Por favor, surrai o poeta quando ele vos quiser cantar as delícias de maio. É um mês presidido por espíritos malignos e insensatos. Duendes e diabretes assombram os bosques floridos; Puck e seu séquito de anões estão ativos na cidade e no campo.
Em maio, a Natureza nos brande um dedo admoestador para advertir-nos de que não somos deuses, mas membros enfatuados de sua grande família. Recorda-nos que somos irmãos do burro e do clã dos mariscos condenados à sopa, que somos descendentes em linha reta do amor-perfeito e do chimpanzé, e apenas primos-irmãos das rolas arrulhantes, dos patos grasnadores, das empregadas domésticas e dos policiais dos parques.

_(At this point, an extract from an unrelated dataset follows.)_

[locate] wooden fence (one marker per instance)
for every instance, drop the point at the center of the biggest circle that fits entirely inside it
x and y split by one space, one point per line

Em maio, Cupido atira às cegas — milionários casam-se com estenógrafas; judiciosos professores cortejam mascadoras de goma, de aventais brancos, que servem nos balcões dos lanches rápidos; diretoras de escola retêm os meninos maiores depois das aulas; rapazes com escadas atravessam furtivamente gramados onde Julieta espera, em sua janela de rótula, com o telescópio embrulhado; casais que saem para um passeio voltam matrimoniados; velhos de polainas brancas passeiam nas imediações da Escola Normal; mesmo os homens casados tomam-se sem querer carinhosos e sentimentais, dão palmadinhas nas costas das esposas e resmungam: "E então, minha velha?"
Maio, que não é deusa, mas Circe fantasiada para o baile em honra da linda debutante, o Verão, nos torna a todos estouvados.
O velho Mr. Coulson resmungou um pouco, e depois aprumou-se na cadeira de inválido. Sofria terrivelmente de gota em um dos pés, e era dono de uma casa perto de Gramercy Park, de meio milhão de dólares e de uma filha. E tinha uma governanta, Mrs. Widdup. O fato e o nome merecem, cada qual, uma sentença. Têm-nas.
Quando maio cutucava Mr. Coulson, ele se tornava irmão mais velho das rolas. Na janela junto da qual se sentava, havia jardineiras com junquilhos, jacintos, gerânios e amores-perfeitos. A brisa trazia-lhes os aromas para dentro do aposento. Imediatamente travava-se luta renhida entre as fragrâncias das flores e o eflúvio eficiente e ativo do linimento para gota. O linimento levava a melhor; mas não antes de o perfume das flores esmurrar o nariz de Mr. Coulson. A obra fatídica de maio, falsa e implacável feiticeira, fora levada a cabo.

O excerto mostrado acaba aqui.